Below, we describe how unique keys are defined and used for tables and views in Feldera.

Ingesting Data into Tables with Primary Keys

Feldera supports PRIMARY KEY constraints on tables using standard SQL syntax. These constraints are enforced at runtime by maintaining an internal index on the specified key columns:

  • On insert events, Feldera atomically overwrites any existing record with the same primary key.

  • On delete events, Feldera verifies that the specified key exists before applying the deletion. If no matching record is found, the delete is ignored.

Views with Unique Keys

As Feldera processes changes to input tables, it emits incremental updates to output views as a stream of inserts and deletes. An update to an existing record is represented as a delete of the old value followed by an insert of the new value. In many cases, it is preferable to combine these two events into a single atomic update, which requires identifying them as pertaining to the same key.

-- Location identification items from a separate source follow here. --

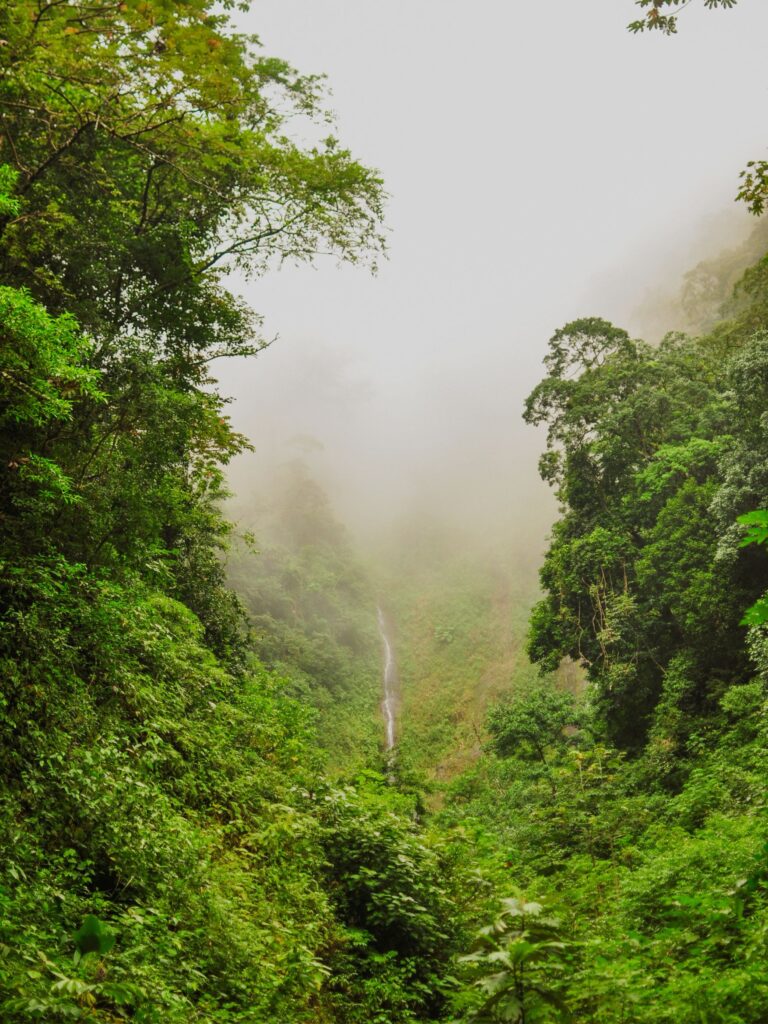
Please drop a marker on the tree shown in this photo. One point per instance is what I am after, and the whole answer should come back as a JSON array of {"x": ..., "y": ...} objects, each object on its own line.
[{"x": 654, "y": 19}]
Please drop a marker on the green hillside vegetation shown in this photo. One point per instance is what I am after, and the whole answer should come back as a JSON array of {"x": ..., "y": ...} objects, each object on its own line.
[
  {"x": 634, "y": 820},
  {"x": 197, "y": 820},
  {"x": 311, "y": 609},
  {"x": 461, "y": 622}
]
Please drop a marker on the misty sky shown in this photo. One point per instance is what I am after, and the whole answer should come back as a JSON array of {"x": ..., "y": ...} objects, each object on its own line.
[{"x": 543, "y": 164}]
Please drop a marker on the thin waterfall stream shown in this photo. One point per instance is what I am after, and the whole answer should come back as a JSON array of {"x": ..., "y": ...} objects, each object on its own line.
[{"x": 391, "y": 684}]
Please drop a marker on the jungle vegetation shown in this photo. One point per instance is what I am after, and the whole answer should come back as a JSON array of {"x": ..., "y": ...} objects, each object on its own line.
[{"x": 196, "y": 819}]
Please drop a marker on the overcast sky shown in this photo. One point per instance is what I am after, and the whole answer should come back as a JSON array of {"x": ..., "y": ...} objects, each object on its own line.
[{"x": 543, "y": 164}]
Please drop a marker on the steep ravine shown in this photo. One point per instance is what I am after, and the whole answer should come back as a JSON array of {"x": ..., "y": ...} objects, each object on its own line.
[{"x": 391, "y": 685}]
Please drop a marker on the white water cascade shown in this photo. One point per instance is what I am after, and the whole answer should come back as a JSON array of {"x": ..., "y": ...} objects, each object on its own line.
[{"x": 390, "y": 683}]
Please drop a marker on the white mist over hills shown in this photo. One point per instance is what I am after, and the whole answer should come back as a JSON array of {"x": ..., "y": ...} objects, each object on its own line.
[{"x": 543, "y": 164}]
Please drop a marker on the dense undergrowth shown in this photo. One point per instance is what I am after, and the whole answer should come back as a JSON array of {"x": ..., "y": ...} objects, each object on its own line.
[{"x": 196, "y": 821}]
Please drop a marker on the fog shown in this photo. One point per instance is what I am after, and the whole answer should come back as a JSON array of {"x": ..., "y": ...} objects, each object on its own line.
[{"x": 542, "y": 165}]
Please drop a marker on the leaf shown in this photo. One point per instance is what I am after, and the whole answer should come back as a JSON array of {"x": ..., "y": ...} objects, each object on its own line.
[{"x": 93, "y": 937}]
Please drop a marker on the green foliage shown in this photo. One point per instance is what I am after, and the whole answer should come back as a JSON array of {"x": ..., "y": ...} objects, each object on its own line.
[
  {"x": 654, "y": 19},
  {"x": 520, "y": 960}
]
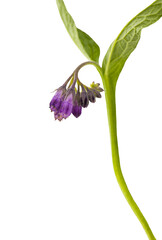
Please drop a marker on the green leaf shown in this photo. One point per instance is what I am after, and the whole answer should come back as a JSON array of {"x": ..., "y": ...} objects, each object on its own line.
[
  {"x": 128, "y": 39},
  {"x": 84, "y": 42}
]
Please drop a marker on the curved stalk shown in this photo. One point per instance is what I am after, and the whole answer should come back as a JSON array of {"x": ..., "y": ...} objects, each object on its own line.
[{"x": 111, "y": 111}]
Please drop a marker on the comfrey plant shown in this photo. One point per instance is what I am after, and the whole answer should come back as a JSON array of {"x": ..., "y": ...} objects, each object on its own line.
[{"x": 73, "y": 95}]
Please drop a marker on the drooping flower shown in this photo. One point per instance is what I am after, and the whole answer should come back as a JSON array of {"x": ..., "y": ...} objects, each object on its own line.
[{"x": 68, "y": 100}]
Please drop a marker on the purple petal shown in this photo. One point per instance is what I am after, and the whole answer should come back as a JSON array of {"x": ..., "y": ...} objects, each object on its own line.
[
  {"x": 56, "y": 101},
  {"x": 77, "y": 110}
]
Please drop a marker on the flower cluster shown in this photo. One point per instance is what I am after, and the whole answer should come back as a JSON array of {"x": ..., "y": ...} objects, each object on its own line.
[{"x": 72, "y": 96}]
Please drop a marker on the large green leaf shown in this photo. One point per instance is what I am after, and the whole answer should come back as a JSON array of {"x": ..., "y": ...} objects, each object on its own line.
[
  {"x": 128, "y": 39},
  {"x": 84, "y": 42}
]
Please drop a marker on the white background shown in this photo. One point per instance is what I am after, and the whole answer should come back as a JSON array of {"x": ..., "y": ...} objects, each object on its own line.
[{"x": 56, "y": 178}]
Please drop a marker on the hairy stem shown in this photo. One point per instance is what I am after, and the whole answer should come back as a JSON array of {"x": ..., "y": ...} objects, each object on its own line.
[{"x": 111, "y": 111}]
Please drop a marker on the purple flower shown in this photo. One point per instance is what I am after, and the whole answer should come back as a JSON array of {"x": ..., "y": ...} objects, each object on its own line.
[
  {"x": 66, "y": 106},
  {"x": 77, "y": 110},
  {"x": 57, "y": 100},
  {"x": 68, "y": 99}
]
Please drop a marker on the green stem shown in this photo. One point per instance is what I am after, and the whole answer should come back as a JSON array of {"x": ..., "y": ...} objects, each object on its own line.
[{"x": 111, "y": 111}]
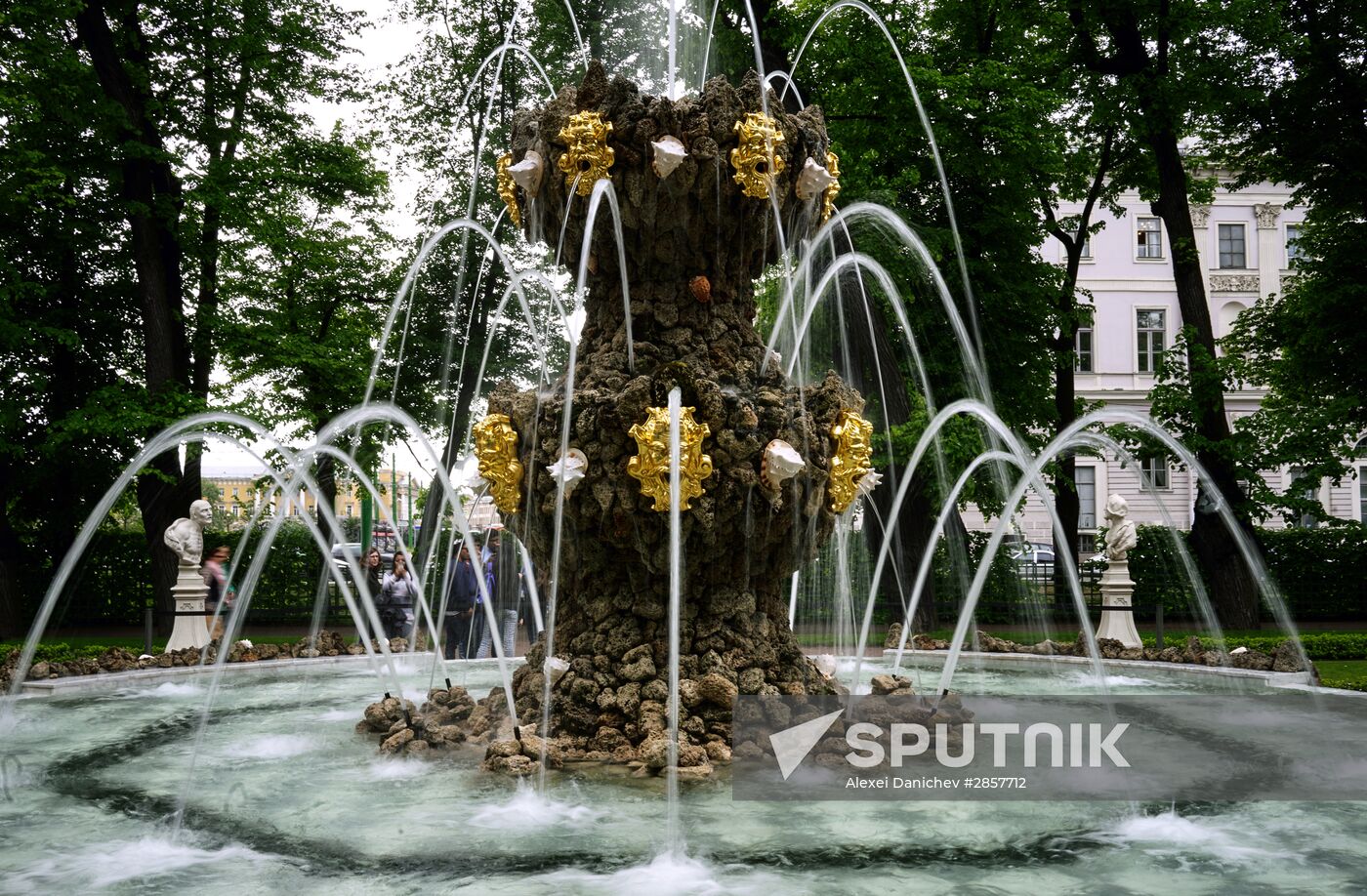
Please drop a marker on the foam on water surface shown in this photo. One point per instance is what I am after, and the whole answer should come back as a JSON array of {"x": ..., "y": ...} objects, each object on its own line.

The SQL language does not support primary or unique key constraints on views. Instead we use the CREATE INDEX statement to define the key as follows:

  1. Use the CREATE INDEX ON <view_name>(<column1>, ..., <columnN>) statement to create an index that groups updates by the specified key columns.

  2. Associate the index with an output connector by setting the connector’s index property to the name of the index. This allows the connector to merge insert and delete events for the same key into a single update event.

The specific behavior of this transformation depends on the data format and transport protocol used. Currently, the index property is supported only for Kafka output connectors configured with the Avro format.

info

Do you need unique key support for other transports and data formats? Let us know by filing an issue on GitHub.

Example

See the Avro format documentation for more examples.

create table my_table (
id bigint,
name string
);

create view my_view
with (
-- Associate `my_index` (see below) with an output connector via the connector’s `index` property.
'connectors' = '[{
"index": "my_index",
"transport": {
"name": "kafka_output",
"config": {
"bootstrap.servers": "127.0.0.1:19092",
"topic": "my_topic",
"auto.offset.reset": "earliest"
}
},
"format": {
"name": "avro",
"config": {
"update_format": "raw",
"registry_urls": ["http://127.0.0.1:18081"]
}
}
}]'
)
as
select * from my_view;

-- Create an index over `my_view`.
create index my_index on my_view(id);
warning

Unlike primary key constraints on tables, uniqueness of indexes on views is not enforced by the Feldera query engine. If an index is defined on columns that do not guarantee uniqueness, this may lead to incorrect behavior or data loss.